Since leaving the Berklee College of Music in the mid-1970s, Scofield has honed a singular style that combines sudden, terse bursts of noise and dazzling, lightning-quick runs across the fretboard. It’s an exciting, full-bodied sound that makes the exclamations and explorations coming from his guitar sound almost like a human voice. “I’d be a singer if I could, but I suck at it,” Scofield says, laughing. “I can’t do it, but I always like that element in jazz instrumentals — not just on my guitar but with horns as well. I like trying to sing the song on the guitar. The guitar has bends and articulations and vibrato that can make it really vocal.”
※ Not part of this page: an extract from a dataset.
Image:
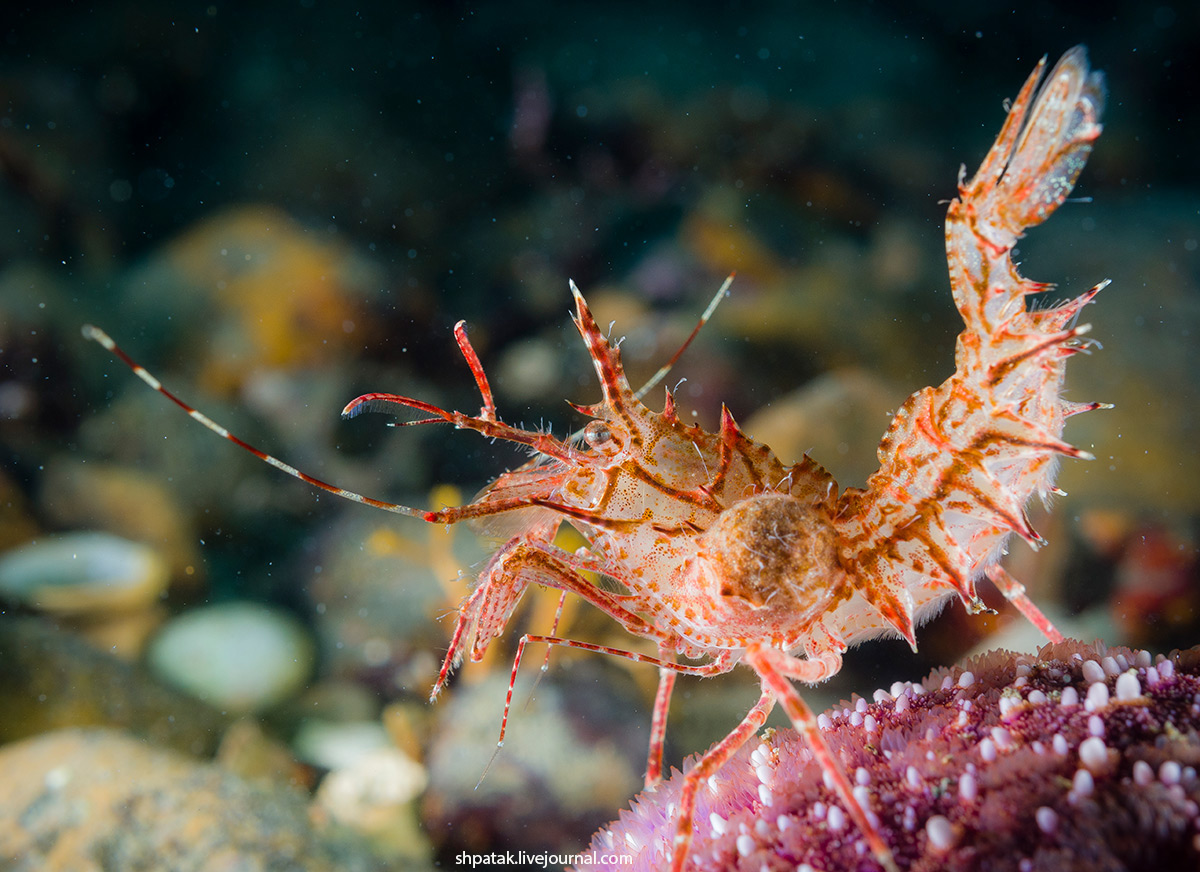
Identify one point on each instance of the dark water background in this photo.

Scofield’s singular playing immediately garnered attention from some of the biggest names in jazz, and he spent the late 1970s playing with Chet Baker, Gerry Mulligan, Charles Mingus, and Gary Burton, finding time to put out a self-titled debut album in 1977. He spent much of the early ’80s playing with Miles Davis, working with the legendary trumpeter on material that reached past traditional jazz into funk, rock, and pop music.

Scofield restarted his solo career in earnest in 1984, releasing a string of rock–jazz fusion albums throughout the next decade and beginning lengthy collaborations with sax player Joe Lovano and drummer Bill Stewart. But in the late ’90s, Scofield began incorporating more funk and soul influences into his work. He recorded an album with groove-jazz trio Medeski Martin & Wood in 1996 before diving full-steam into electronic dance music in the early 2000s. Since that detour, Scofield has continued to range all over the stylistic map, delving further into electronic experimentation, recording a tribute album for Ray Charles, and, occasionally, returning to straight-ahead jazz.

It was on one of those stylistic excursions that Scofield met New Orleans pianist and singer Jon Cleary, and the seeds were planted for his most recent project. “About seven years ago, I made a record called Piety Street, where I went to New Orleans and recorded with all local musicians,” he says. “It was R&B-style stuff, and Jon was the primary vocalist on that record and the tour. I went on after that and did other things, and then a couple of years ago, a band called Soulive from New York was doing a concert series where they invited special guests, and they invited me and Jon to play with them. We hadn’t played together in a while, and we were able to play in a duet setting together — just guitar and piano — and it went really well. So we said, ‘Let’s do a tour.'”

Given Scofield’s busy schedule, that was easier said than done. But now, having just finished up a tour with Lovano and Stewart, Scofield is hitting the road with Cleary for a series of duo shows. “We’re playing old R&B classics from the ’50s,” he says. “Not even soul or funk but songs by Little Willie John, Professor Longhair and various R&B artists from that era. Jon is really great at singing that kind of stuff, and I feel really at home playing it.”

Scofield says that in some situations, he might have been a little reluctant to strip the music down to just two instruments, but Cleary is an accomplished enough player that he wasn’t worried. “This guy is a keeper of the New Orleans piano tradition, from Professor Longhair to James Booker to Dr. John,” he says. “He’s like a whole orchestra unto himself. And with that kind of a rompin’ piano player, it’s like a whole band. I’m just playing lead over that. I don’t miss the rest of the group.”

Cleary’s soulful, bluesy vocals were a selling point for Scofield as well, given his approach to guitar playing. “I just love the way this guy sings,” he says. “I’m into that, especially in this kind of old-time R&B idiom. It wouldn’t make sense to play a lot of fast bebop-type shit over that. You’ve gotta sing those songs with the guitar and play vocally.”

Scofield, who will be 64 in December, says that seeking out different musical projects keeps him creatively energized. “There are all kinds of little things you’ll learn from doing one set of music that you’ll bring to the next set,” he says. “Left to my own devices, I’m kind of just me. But when I have all these other great artists, I can learn their music and be me in a little different way.”